Иногда родители, когда их малыш сделал что-то особенно милое, обмениваются заговорщической улыбкой, полной ласки, снисходительности и удовлетворения; именно такой улыбкой сейчас и обменялись мы с Уолтером. Потом, не произнеся ни слова (зачем говорить, если все, что хотелось сказать, и так ясно?), мы подошли к окну и выглянули на пестрый ковер дорожек, газонов и розовых кустов, усеянных цветами, к которым кое-где цеплялись, словно пух на колючках, последние лоскутки тумана. Сад был окружен аккуратно подстриженными живыми изгородями. Так мы простояли в дружелюбном молчании минуту-другую, когда Уолтер внезапно удивил меня, сказав:

— Должно быть, он слеп.

— Что?

— Ее муж. Посмотри. — Он указал на окно, а потом, чтобы пояснить свою мысль, открыл его. — Нет, понюхай.
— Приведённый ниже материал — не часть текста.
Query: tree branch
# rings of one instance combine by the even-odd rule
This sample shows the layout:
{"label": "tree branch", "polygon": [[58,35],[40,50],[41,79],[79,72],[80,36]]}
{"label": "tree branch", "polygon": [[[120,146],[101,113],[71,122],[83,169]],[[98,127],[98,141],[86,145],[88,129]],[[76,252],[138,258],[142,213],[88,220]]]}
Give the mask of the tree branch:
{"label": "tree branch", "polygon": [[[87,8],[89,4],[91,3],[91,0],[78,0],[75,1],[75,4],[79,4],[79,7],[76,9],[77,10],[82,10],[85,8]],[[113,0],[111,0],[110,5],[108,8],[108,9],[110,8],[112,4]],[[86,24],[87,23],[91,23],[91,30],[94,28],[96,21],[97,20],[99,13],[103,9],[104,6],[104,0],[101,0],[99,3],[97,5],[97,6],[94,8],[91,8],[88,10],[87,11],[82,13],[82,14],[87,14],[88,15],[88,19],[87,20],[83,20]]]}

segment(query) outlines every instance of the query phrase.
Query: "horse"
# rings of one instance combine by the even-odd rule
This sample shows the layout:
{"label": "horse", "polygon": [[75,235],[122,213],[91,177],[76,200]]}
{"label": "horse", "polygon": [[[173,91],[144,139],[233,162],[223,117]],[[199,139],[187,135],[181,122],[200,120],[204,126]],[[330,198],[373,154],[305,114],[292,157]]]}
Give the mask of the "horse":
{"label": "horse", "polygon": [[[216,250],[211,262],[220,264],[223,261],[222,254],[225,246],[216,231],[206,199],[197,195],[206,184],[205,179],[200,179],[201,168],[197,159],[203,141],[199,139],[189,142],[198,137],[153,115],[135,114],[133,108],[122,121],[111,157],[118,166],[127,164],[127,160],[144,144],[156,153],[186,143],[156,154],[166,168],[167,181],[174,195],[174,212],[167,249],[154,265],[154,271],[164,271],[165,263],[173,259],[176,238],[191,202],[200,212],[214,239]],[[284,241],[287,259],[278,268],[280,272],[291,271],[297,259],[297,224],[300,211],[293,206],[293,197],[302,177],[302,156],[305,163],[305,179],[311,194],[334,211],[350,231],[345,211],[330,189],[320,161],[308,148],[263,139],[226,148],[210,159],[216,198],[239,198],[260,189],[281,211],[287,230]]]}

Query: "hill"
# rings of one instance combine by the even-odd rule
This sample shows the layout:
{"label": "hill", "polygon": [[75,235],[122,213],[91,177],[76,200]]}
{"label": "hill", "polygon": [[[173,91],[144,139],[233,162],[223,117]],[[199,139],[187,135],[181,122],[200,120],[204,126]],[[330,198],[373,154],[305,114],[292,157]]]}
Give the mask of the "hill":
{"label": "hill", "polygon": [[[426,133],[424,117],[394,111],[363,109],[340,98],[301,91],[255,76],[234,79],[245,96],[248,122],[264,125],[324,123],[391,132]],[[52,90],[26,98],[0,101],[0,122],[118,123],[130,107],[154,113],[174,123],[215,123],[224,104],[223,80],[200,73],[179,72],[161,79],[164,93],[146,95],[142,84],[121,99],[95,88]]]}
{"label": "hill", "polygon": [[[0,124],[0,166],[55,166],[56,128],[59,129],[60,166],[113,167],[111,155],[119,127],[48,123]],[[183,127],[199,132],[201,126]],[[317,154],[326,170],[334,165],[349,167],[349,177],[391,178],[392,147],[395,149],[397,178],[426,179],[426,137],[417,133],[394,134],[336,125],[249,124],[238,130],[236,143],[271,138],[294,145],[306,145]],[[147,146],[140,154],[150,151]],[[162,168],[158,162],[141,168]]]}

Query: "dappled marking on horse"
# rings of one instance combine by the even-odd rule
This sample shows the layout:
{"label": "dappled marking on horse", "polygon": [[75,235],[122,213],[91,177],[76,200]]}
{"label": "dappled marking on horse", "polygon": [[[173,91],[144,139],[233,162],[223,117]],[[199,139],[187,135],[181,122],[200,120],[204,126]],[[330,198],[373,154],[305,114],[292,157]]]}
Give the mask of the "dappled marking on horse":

Я понюхала. Воздух был холодный и резкий, с дымными остатками тумана, но к нему примешивались последним эхом забытого мира резкий запах тимьяна, дурманная сладость розмарина и дыхание умирающих роз.

— Сад сажали ради запахов, а не для вида.

— Это недостаточное основание для такого серьезного вывода, — сказала я. — Может, они оба предпочитают свежие ароматы ярким краскам?

Уолтер покачал головой:

— Если бы он мог видеть, то сам бы узнал, и не потребовалось бы говорить ему.

— Знал что? — спросила я с улыбкой (признаюсь, я ничего не понимала).

Он поднял голову и посмотрел на яснеющее небо:

— Что погода улучшилась.

— Почему ты решил, что он не знает?

— Потому что она сказала: «Он будет рад услышать, что все исправилось».

Я на мгновение задумалась. Уолтер был прав, миссис Беннетт действительно так сказала, и теперь, когда я задумалась, это и мне показалось любопытным, хотя сначала я пропустила ее слова мимо ушей.

— Очень ловко, — сказала я. — Так ты скоро станешь полицейским детективом.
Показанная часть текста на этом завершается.